ポスト・コロナの時代に向けて、何が求められると思いますか?

宇野さん
新型コロナウイルスの感染拡大は、短期的に見ると民主主義にとって危機に見えますが、むしろ緊急時だからこそ、これを機に民主主義というものを強化していく、バージョンを上げてクオリティを上げていくことができると思います。

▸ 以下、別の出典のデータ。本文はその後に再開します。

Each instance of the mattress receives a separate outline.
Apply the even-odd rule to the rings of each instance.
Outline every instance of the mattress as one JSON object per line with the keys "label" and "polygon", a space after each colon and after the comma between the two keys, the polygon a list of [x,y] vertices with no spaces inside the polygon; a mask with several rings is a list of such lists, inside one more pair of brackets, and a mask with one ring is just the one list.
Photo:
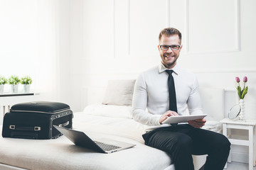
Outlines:
{"label": "mattress", "polygon": [[[128,106],[89,106],[82,112],[74,113],[73,129],[85,132],[92,139],[108,137],[135,144],[132,148],[101,154],[75,146],[65,136],[34,140],[3,138],[1,135],[0,169],[174,170],[166,152],[144,144],[142,135],[149,127],[134,121],[131,109]],[[218,122],[209,120],[204,128],[218,131],[219,127]],[[205,158],[196,164],[203,164]]]}
{"label": "mattress", "polygon": [[109,137],[136,146],[112,154],[102,154],[75,146],[65,136],[44,140],[1,137],[0,167],[37,170],[174,169],[166,152],[143,144],[143,125],[123,115],[117,118],[111,114],[90,113],[92,114],[86,110],[74,113],[74,129],[84,131],[92,139]]}

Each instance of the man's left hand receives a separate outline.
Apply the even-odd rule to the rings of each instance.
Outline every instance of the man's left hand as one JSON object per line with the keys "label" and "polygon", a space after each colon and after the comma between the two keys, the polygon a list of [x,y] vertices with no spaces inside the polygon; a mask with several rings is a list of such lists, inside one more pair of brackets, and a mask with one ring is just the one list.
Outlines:
{"label": "man's left hand", "polygon": [[202,128],[206,125],[206,120],[205,118],[202,119],[196,119],[193,120],[189,120],[188,121],[188,124],[191,126],[196,128]]}

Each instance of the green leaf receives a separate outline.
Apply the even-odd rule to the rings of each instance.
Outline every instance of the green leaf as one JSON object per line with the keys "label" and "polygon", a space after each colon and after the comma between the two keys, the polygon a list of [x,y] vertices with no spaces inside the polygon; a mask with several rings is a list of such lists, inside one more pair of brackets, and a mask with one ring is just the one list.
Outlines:
{"label": "green leaf", "polygon": [[238,94],[239,98],[242,98],[241,87],[238,86],[237,87],[237,90],[238,90]]}
{"label": "green leaf", "polygon": [[242,99],[244,98],[244,97],[245,96],[245,94],[247,94],[247,91],[248,91],[248,86],[246,86],[242,93]]}

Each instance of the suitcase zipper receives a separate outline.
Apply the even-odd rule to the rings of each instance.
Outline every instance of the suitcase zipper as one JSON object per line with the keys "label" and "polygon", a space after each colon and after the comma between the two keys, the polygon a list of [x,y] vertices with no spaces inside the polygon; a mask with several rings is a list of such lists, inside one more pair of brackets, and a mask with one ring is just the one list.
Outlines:
{"label": "suitcase zipper", "polygon": [[43,111],[31,111],[31,110],[11,110],[11,112],[29,112],[29,113],[53,113],[53,114],[56,114],[56,113],[62,113],[64,111],[68,111],[69,110],[70,108],[66,108],[66,109],[63,109],[63,110],[58,110],[56,112],[43,112]]}
{"label": "suitcase zipper", "polygon": [[10,125],[9,129],[17,130],[28,130],[28,131],[39,131],[41,130],[40,126],[35,127],[16,127],[16,125]]}

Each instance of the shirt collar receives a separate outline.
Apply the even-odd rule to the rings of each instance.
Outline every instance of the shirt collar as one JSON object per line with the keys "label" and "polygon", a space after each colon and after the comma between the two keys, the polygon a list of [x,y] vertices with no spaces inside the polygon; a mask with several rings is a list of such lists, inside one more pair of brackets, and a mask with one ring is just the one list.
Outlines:
{"label": "shirt collar", "polygon": [[[161,63],[159,65],[159,73],[162,73],[162,72],[165,72],[166,69],[169,69],[165,67],[165,66],[163,64],[163,63]],[[176,74],[178,74],[179,72],[179,68],[177,65],[175,65],[174,67],[172,68],[171,69],[174,70],[174,72]]]}

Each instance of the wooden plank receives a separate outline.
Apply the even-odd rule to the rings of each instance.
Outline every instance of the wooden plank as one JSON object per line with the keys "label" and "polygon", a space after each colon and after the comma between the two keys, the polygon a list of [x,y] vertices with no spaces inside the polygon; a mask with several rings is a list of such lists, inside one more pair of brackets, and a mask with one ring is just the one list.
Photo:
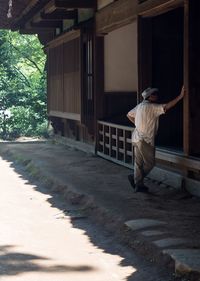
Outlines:
{"label": "wooden plank", "polygon": [[190,106],[189,106],[189,4],[184,6],[184,86],[186,96],[183,100],[183,150],[185,155],[190,153]]}
{"label": "wooden plank", "polygon": [[44,12],[40,13],[41,20],[58,20],[58,19],[76,19],[78,11],[76,10],[57,10],[51,14],[45,14]]}
{"label": "wooden plank", "polygon": [[96,13],[96,33],[106,34],[136,20],[137,3],[133,0],[115,1]]}
{"label": "wooden plank", "polygon": [[152,17],[183,5],[184,0],[148,0],[138,5],[138,15]]}
{"label": "wooden plank", "polygon": [[95,8],[95,6],[95,0],[51,0],[44,7],[44,12],[48,14],[56,9]]}
{"label": "wooden plank", "polygon": [[102,125],[112,126],[113,128],[117,128],[117,129],[127,130],[130,132],[132,132],[134,130],[134,128],[132,128],[132,127],[114,124],[114,123],[110,123],[110,122],[106,122],[106,121],[98,121],[98,123],[102,124]]}
{"label": "wooden plank", "polygon": [[188,158],[178,153],[170,153],[170,151],[156,150],[156,159],[172,163],[179,168],[186,168],[188,170],[200,171],[200,160]]}
{"label": "wooden plank", "polygon": [[40,21],[40,22],[31,22],[31,27],[36,28],[62,28],[63,23],[61,20],[54,21]]}

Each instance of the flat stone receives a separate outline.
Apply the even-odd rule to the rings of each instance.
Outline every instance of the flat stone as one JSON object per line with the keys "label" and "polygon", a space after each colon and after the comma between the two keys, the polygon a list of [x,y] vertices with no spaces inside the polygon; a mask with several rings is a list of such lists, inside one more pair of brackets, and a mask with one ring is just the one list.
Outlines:
{"label": "flat stone", "polygon": [[193,179],[185,179],[186,190],[194,196],[200,197],[200,182]]}
{"label": "flat stone", "polygon": [[142,232],[142,235],[144,236],[156,236],[156,235],[162,235],[164,234],[163,231],[159,231],[159,230],[145,230]]}
{"label": "flat stone", "polygon": [[200,273],[200,249],[167,249],[163,253],[170,255],[175,261],[177,273]]}
{"label": "flat stone", "polygon": [[182,238],[165,238],[165,239],[153,241],[153,243],[160,248],[166,248],[169,246],[182,245],[184,243],[187,243],[187,240]]}
{"label": "flat stone", "polygon": [[136,219],[136,220],[129,220],[125,222],[132,230],[140,230],[147,227],[154,227],[166,224],[163,221],[159,220],[152,220],[152,219]]}
{"label": "flat stone", "polygon": [[177,189],[180,189],[182,186],[183,176],[158,167],[154,167],[153,170],[148,174],[148,177]]}

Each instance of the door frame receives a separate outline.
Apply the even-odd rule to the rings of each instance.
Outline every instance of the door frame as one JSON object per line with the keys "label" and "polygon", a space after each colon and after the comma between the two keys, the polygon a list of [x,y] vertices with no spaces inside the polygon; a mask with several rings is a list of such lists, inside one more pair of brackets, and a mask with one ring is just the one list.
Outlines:
{"label": "door frame", "polygon": [[[174,0],[158,6],[147,6],[146,9],[138,9],[138,92],[141,93],[152,81],[152,17],[164,14],[170,10],[182,7],[184,9],[184,40],[183,40],[183,83],[186,88],[186,96],[183,101],[183,153],[190,153],[189,130],[189,4],[188,0]],[[148,42],[148,48],[146,48]],[[138,94],[138,102],[141,101]]]}

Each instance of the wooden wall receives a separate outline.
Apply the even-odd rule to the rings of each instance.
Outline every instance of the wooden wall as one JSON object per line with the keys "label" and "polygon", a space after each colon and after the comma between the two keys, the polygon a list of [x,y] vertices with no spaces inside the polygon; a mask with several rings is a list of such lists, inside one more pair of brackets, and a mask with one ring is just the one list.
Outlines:
{"label": "wooden wall", "polygon": [[67,42],[64,48],[64,112],[81,112],[80,38]]}
{"label": "wooden wall", "polygon": [[80,34],[67,35],[48,47],[48,112],[51,116],[80,120]]}

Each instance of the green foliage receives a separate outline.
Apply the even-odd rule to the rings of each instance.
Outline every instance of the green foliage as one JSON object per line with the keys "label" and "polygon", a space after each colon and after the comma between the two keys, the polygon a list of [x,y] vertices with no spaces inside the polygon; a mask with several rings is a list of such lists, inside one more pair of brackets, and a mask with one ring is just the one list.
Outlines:
{"label": "green foliage", "polygon": [[[37,36],[0,30],[0,137],[35,136],[44,131],[46,56]],[[43,130],[41,129],[43,128]]]}

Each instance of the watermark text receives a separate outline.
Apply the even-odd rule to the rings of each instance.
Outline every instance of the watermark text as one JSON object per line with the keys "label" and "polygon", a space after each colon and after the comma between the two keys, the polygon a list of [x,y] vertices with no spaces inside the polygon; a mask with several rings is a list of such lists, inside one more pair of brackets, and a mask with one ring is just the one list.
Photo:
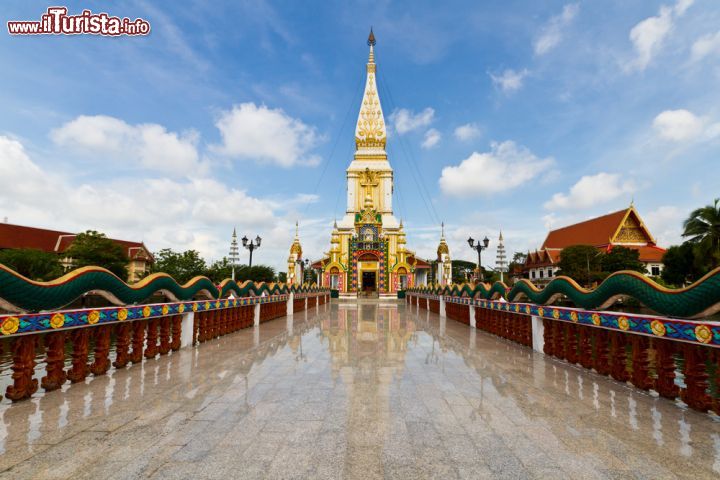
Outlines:
{"label": "watermark text", "polygon": [[83,10],[68,15],[67,7],[48,7],[40,20],[8,21],[10,35],[148,35],[150,23],[142,18],[131,20]]}

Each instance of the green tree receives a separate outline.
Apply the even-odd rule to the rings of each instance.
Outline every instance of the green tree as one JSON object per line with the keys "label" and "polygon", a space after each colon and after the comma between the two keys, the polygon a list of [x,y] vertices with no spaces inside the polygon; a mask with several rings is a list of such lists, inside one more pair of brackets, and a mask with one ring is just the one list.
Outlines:
{"label": "green tree", "polygon": [[123,248],[104,233],[88,230],[75,236],[65,255],[72,259],[75,268],[97,266],[127,279],[128,257]]}
{"label": "green tree", "polygon": [[720,198],[712,205],[695,209],[683,223],[683,237],[695,247],[698,267],[713,269],[720,265]]}
{"label": "green tree", "polygon": [[589,285],[602,276],[602,252],[592,245],[572,245],[560,252],[559,275],[566,275],[578,283]]}
{"label": "green tree", "polygon": [[152,266],[153,273],[167,273],[180,284],[187,283],[198,275],[207,274],[207,270],[205,260],[197,250],[175,252],[164,248],[155,254],[155,263]]}
{"label": "green tree", "polygon": [[[237,267],[236,267],[237,271]],[[230,264],[230,261],[227,258],[223,258],[222,260],[217,260],[212,263],[207,268],[207,271],[205,272],[205,276],[207,276],[210,280],[212,280],[215,283],[220,283],[226,278],[232,278],[232,265]]]}
{"label": "green tree", "polygon": [[613,273],[620,270],[634,270],[645,273],[645,264],[640,261],[640,252],[627,247],[613,247],[610,253],[600,257],[603,272]]}
{"label": "green tree", "polygon": [[695,263],[695,248],[690,243],[674,245],[663,255],[662,279],[678,287],[702,276]]}
{"label": "green tree", "polygon": [[0,250],[0,263],[31,280],[47,281],[62,275],[60,259],[54,253],[34,248]]}

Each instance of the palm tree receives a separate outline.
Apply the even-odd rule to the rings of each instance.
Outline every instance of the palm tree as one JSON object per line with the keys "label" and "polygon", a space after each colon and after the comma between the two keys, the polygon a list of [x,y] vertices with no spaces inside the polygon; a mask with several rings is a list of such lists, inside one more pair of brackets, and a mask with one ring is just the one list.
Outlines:
{"label": "palm tree", "polygon": [[720,198],[716,198],[713,205],[694,210],[683,227],[683,237],[690,237],[687,242],[694,244],[697,252],[709,259],[709,266],[720,265]]}

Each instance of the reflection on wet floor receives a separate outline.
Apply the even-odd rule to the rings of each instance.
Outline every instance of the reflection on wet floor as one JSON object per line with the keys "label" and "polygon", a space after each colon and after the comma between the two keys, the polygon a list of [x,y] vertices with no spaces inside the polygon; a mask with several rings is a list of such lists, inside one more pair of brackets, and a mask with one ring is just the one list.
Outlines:
{"label": "reflection on wet floor", "polygon": [[416,307],[332,304],[0,405],[2,478],[715,478],[720,422]]}

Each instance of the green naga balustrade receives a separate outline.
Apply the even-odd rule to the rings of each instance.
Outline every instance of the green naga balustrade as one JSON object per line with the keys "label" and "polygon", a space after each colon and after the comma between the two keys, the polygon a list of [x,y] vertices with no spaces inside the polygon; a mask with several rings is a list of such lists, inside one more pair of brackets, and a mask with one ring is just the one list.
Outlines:
{"label": "green naga balustrade", "polygon": [[173,300],[190,300],[197,295],[209,299],[279,295],[298,292],[316,292],[321,288],[312,285],[287,286],[278,283],[242,284],[223,280],[219,285],[207,277],[195,277],[180,285],[165,273],[152,274],[138,283],[129,285],[101,267],[83,267],[49,282],[35,282],[0,264],[0,307],[10,311],[38,312],[55,310],[72,303],[86,293],[97,293],[116,305],[131,305],[161,292]]}
{"label": "green naga balustrade", "polygon": [[502,297],[509,302],[527,300],[538,305],[548,305],[564,296],[575,306],[586,310],[607,308],[621,298],[633,298],[661,315],[699,318],[720,311],[720,268],[686,288],[675,290],[665,288],[638,272],[622,271],[613,273],[594,289],[585,289],[575,280],[560,276],[545,288],[538,288],[529,280],[521,280],[512,288],[495,282],[492,285],[418,287],[409,291],[485,300]]}

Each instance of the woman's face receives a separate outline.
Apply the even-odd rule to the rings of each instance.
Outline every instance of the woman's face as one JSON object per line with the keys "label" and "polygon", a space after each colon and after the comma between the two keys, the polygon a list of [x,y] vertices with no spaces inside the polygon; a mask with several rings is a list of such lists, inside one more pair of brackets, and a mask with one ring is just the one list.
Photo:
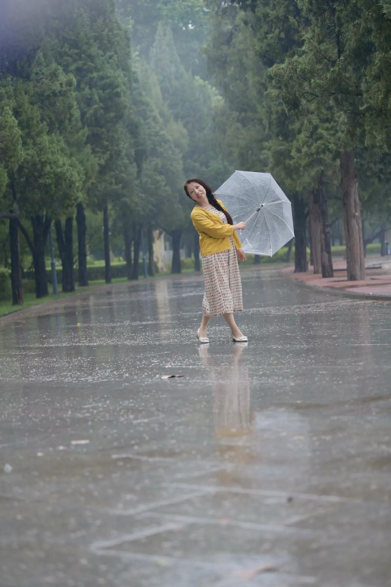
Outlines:
{"label": "woman's face", "polygon": [[195,181],[192,181],[188,185],[188,194],[195,202],[202,201],[206,197],[205,188]]}

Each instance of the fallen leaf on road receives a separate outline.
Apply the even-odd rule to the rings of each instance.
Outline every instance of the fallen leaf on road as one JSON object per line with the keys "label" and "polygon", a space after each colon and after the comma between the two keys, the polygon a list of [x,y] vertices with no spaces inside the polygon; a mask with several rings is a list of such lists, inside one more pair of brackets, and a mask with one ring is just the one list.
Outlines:
{"label": "fallen leaf on road", "polygon": [[246,571],[244,573],[241,573],[240,576],[243,579],[253,579],[257,575],[260,575],[261,573],[268,573],[271,571],[276,571],[276,569],[277,567],[273,565],[264,565],[263,566],[259,566],[257,569],[251,569],[251,571]]}

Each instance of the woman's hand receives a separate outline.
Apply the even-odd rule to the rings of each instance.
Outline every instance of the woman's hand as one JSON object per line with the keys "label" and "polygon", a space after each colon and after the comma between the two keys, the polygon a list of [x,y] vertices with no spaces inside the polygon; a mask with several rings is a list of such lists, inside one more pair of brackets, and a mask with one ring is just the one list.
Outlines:
{"label": "woman's hand", "polygon": [[[242,224],[244,224],[243,222]],[[236,257],[239,261],[246,261],[246,253],[243,249],[236,249]]]}

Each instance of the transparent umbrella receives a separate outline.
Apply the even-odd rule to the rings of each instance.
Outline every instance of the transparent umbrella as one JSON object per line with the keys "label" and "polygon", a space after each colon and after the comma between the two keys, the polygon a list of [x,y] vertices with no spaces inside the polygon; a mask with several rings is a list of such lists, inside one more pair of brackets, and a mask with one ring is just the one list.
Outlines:
{"label": "transparent umbrella", "polygon": [[291,203],[270,173],[236,171],[215,192],[240,235],[246,253],[271,257],[294,237]]}

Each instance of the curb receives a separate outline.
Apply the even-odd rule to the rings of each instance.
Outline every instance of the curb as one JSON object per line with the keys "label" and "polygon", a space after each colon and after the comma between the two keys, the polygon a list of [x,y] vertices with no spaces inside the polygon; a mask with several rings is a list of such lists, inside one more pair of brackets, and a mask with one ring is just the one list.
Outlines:
{"label": "curb", "polygon": [[324,292],[329,294],[331,295],[335,296],[336,298],[349,298],[351,299],[372,300],[373,302],[391,302],[391,295],[384,295],[377,294],[360,294],[353,292],[345,292],[344,291],[336,290],[332,288],[323,288],[320,285],[311,285],[310,284],[302,281],[301,279],[296,279],[291,275],[291,278],[294,279],[296,283],[300,284],[303,287],[309,289],[315,289],[317,292]]}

今まで、やや選挙制度ばかりに集中しすぎて、みんな食傷しているかもしれませんが、誰がどこで意思決定したか、ちゃんと説明してもらう。それがうまくいったか、うまくいかなかったかを事後的にきちんと検証し、責任を取ってもらう。そのプロセスにおいては人々の多様な声をきいてもらう。こうした作業を通じて、みんなの政治とか統治とかに対する意識や要求は高まると思うんですね。だから、危機の時においてこそ民主主義の強化をすべきだと考えています。
(社会部記者 中村雄一郎)

【プロフィール】

宇野 重規(うの・しげき)

1967年生まれ。東京大学社会科学研究所教授を務める。専門は政治思想史、政治哲学。主な著書に、『〈私〉時代のデモクラシー』、『政治哲学的考察――リベラルとソーシャルの間』、『保守主義とは何か――反フランス革命から現代日本まで』など。